Caribbean Recipes – Ripe Plantain and Chorizo Stuffed Chicken Breast with Cilantro Rice & Tamarind Rum Glace

Serving: 1 person
Preparation time : 15 minutes
Cooking time: 10 minutes


For the chicken:

  • 1 x 6 oz chicken breast, butterfly cut
  • 1 ripe plantain, peeled and sliced
  • 1 link of chorizo, chopped
  • salt and pepper to taste
  • 1 tsp diced garlic
    For the glaze:
  • ¼ cup tamarind concentrate
  • ¼ tbsp chopped ginger
  • 1 tbsp chopped garlic
  • 3 tbsp amber rumFor the cilantro rice:
  • 1 cup cooked medium grain rice
  • 2 tbs cilantro oil (combine ¼ cup fresh cilantro with ¼ cup olive oil and a pinch of salt and mix thoroughly in a blender)



1. Preheat oven to 350 degrees. Season chicken with salt and pepper.

2. Sauté plantains until fully cooked, then mash and combine with the chorizo and garlic. Season to taste.

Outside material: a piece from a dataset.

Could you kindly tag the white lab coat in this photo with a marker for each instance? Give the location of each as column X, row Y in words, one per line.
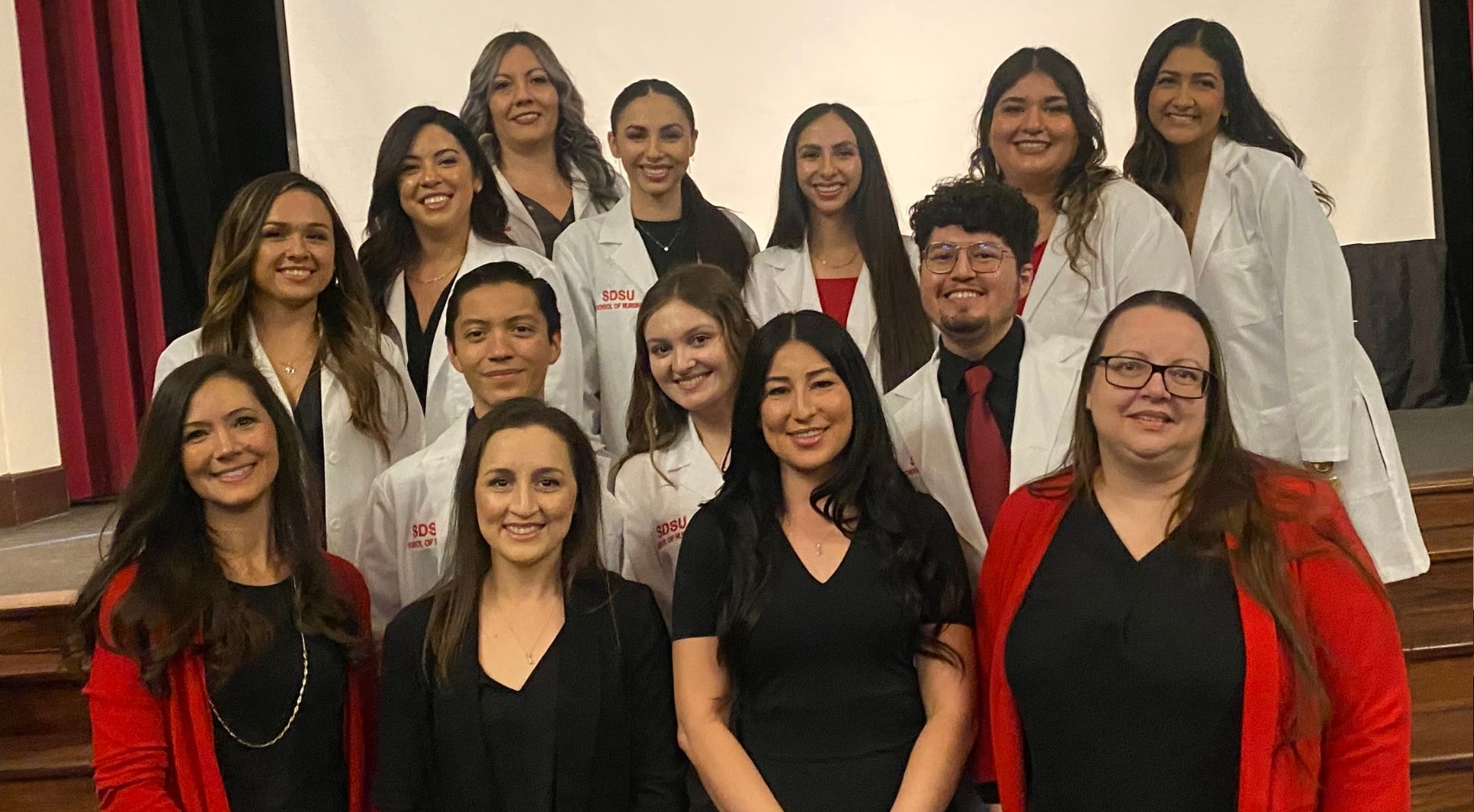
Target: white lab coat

3. Spread a tablespoon of the plantain mixture over the chicken breast, fold over and roast for 15-20 minutes the oven.

For the glaze:

4. Combine all ingredients in a saucepan and bring to a boil. Serve over chicken.

For the cilantro rice:

5. In a sauté pan, combine cilantro oil and cooked rice and warm through thoroughly.